Der Boss drehte sich um und begann, seine Waffe auf die Reihen und Reihen von Männern zu schwenken, die von Kopf bis Fuß in schwarze Anzüge gekleidet waren, die Standarduniform der Mafia, wie es schien.

Es war ein seltener Anblick, Männer verschiedenen Alters unbehaglich auf ihren Sitzen hin und her rutschen zu sehen, wie kleine Kinder, die bei etwas Unartigem erwischt wurden, während sie sich ängstlich gegenseitig ansahen. Es war offensichtlich, dass niemand dem Boss schlechte Nachrichten überbringen wollte.

„Ähm... ich bin sicher, dass Hayden auf dem Weg ist, Boss. Sie müssen sich keine Sorgen machen...“ sagte ein Mann, den ich als einen der Vertrauten des Bosses vermutete, während er versuchte, den Boss zu beruhigen.

„Ich muss mir keine Sorgen machen? Hayden ist zu spät!“ schrie der Boss, sein Gesicht wurde vor Wut immer röter.

„Er ist auf dem Weg, Boss. Bitte warten Sie nur noch ein wenig länger“, sagte der Mann schnell.

„Weißt du, wo er ist? Hast du ihn gefunden?! Antworte mir!!“ schrie der Boss weiter, während er den Mann am Kragen packte und heftig daran zog.

Die Männer sahen sich gegenseitig an, während sie darüber nachdachten, wie sie mit dem Boss und seinem gewalttätigen Temperament umgehen sollten. Ich konnte erkennen, dass Hayden nicht gefunden worden war. Ehrlich gesagt, ich gebe ihm keine Schuld, dass er nicht aufgetaucht ist. Ich stellte mir vor, dass er genauso fühlte wie ich. Wer bei klarem Verstand würde eine Frau heiraten wollen, die er nie zuvor getroffen oder von der er nie gehört hatte? Genauso wie ich ihn nicht heiraten wollte, wollte er offensichtlich mich nicht heiraten.

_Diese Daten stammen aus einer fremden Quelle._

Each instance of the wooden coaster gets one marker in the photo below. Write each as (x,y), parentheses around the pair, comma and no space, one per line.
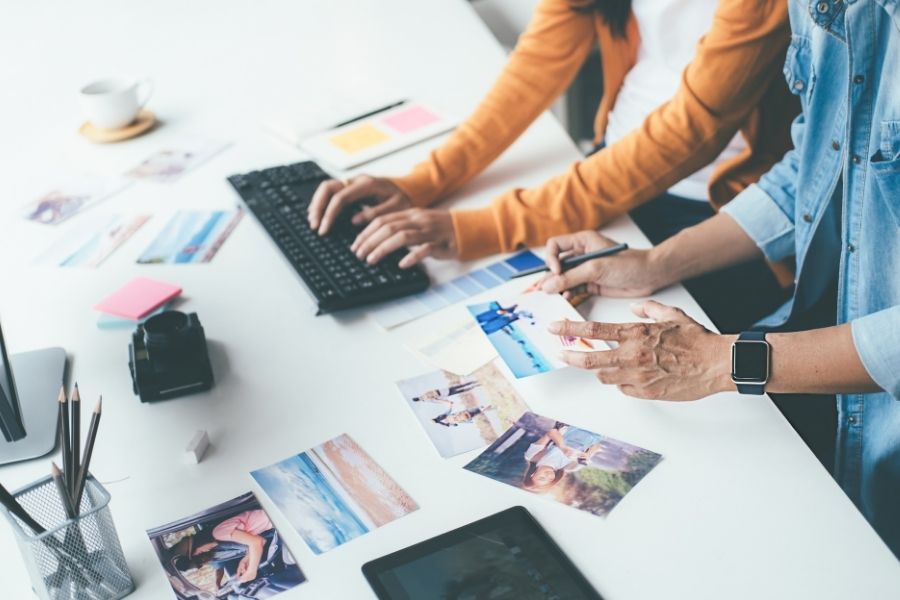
(143,123)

Danke, Hayden oder wer auch immer du bist. Danke, dass du nicht aufgetaucht bist.

Wenn diese Ehe scheitert, weil er nicht aufgetaucht ist, dann ist es nicht meine Schuld. Ich betete so verzweifelt wie nie zuvor. Ich war kein religiöser Mensch und glaubte kaum an Gott. Aber wenn Gott real ist, bitte lass mich einfach in mein altes, friedliches Leben im ruhigen Land zurückkehren.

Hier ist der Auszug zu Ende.